Kim Jones‘ SS20 range for Dior is perhaps one of the most talked about shows, where the designer not only worked with Yoon Ahn and Matthew Williams again, but also tapped luxury suitcase label RIMOWA as well as Daniel Arsham for a collection of accessories.
Jones showcased a collection filled with summer-ready hues ranging from pastel pink to crisp white, once again focusing on relaxed tailoring that works for both day and night. Bridging the gap between casual and business attire, Jones managed to create pieces that are both timeless yet trendy. The collection also experimented with materials, showcasing various see-through shirts in sheer organza as well as silk, contrasting against the sharp tailoring of some of the suits in the range.
No one does prints like Dries Van Noten, and SS20 was no exception. The Belgian designer said goodbye to masculine clichés and focused on patterns like florals, leopard and checkered designs, layering them together to prove that the saying "less is more" is beyond done. In addition to the graphics, Van Noten also included a range of materials including glossy trousers and crochet net tops, adding eye-catching contrasts to an already bold collection.
When it comes to Versace, prints are always in focus. For SS20, Donatella Versace debuted a vast array of patterns, colors and materials – all defining the luxury fashion house’s unique aesthetic. The collection also saw rock-inspired pieces like fringed leather jackets and trousers, as well as power suits and dresses worn by models like Gigi Hadid. The collection was partially a tribute to Prodigy, who’s front-man Keith Flint passed away in March. “I dedicate this collection to my old friend. He was disruption… and he performed right here the last time he was in Milan.”
Clare Waight Keller put on her first full-blown menswear show for Givenchy, and she put forward a whole new aesthetic for the house. Speaking about her inspirations, Keller cited “Particularly young men in Seoul, who are meticulous about fashion, sort of tribal, sort of cultish, and highly accessorized. They have a real passion for a look. Seeing them there reminded me of how we wanted to be in the ’80s and ’90s, of wanting to belong, to have the best of a look.” Experimenting with textures and materials, Givenchy’s silhouettes explored layering through shirts, blazers and long coats. The range saw a new edgy aesthetic that is incredibly on-trend, and might bring Givenchy back to being one of the most sought-after brands in both luxury and streetwear.

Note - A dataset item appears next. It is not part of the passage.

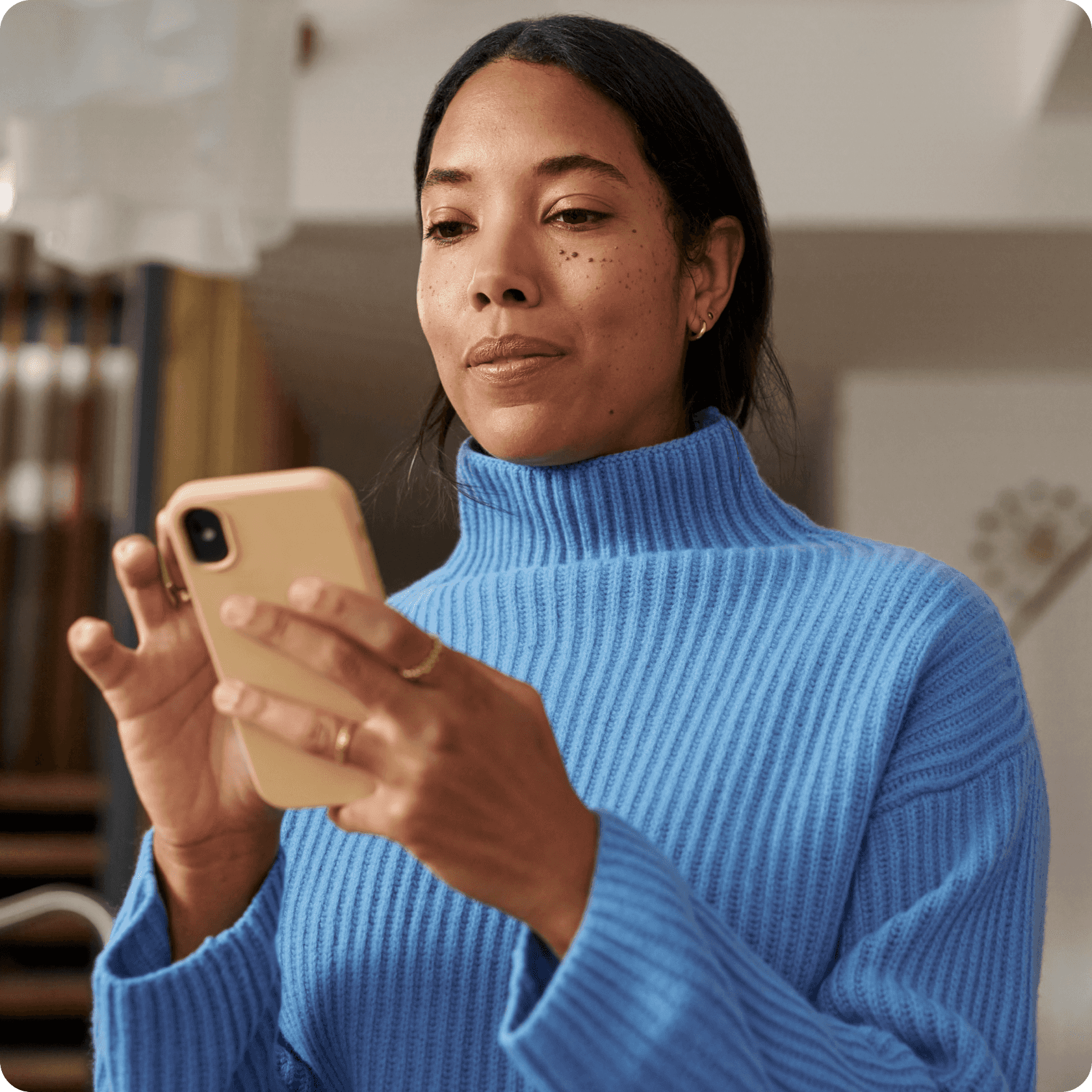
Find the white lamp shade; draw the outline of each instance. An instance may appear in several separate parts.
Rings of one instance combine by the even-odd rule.
[[[16,4],[0,24],[8,225],[81,273],[253,272],[292,228],[295,15],[295,0]]]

Craig Green has been one of the most-watched designer at London Fashion Week, constantly debuting new visions and unique approaches through his collections. “People scrutinize themselves in mirrors, showing us another possibility of being. I wanted to show that things didn’t have to be from one place—not negative or positive, but celebratory,” the designer explained, alluding to his mirrored floor which the collection was shown on. As always, Green experimented with colors, debuting monochrome looks focusing on texture and silhouettes. In addition, he also debuted paper cut-out like creations, proving that he’s in the forefront of innovation in fashion.
For SS20, Martine Rose put together a show featuring political commentary at a roof garden at the top of a corporate building in the City of London. “They are clowns, politicians. And I chose to come here to this venue as a comment on business leaving Britain. And that’s why you’ll see cuts here that are inside out and back to front. It’s all confused, like what’s going on right here and internationally, too. Playful, but sinister, I’d say,” she described the collection, which featured odd takes on tailoring and design, while still encompassing Rose’s unique streetwear-like aesthetic. Patterns, prints and materials were once again in focus, purposely mismatched to go with the "weird" and "odd" influences in the collection.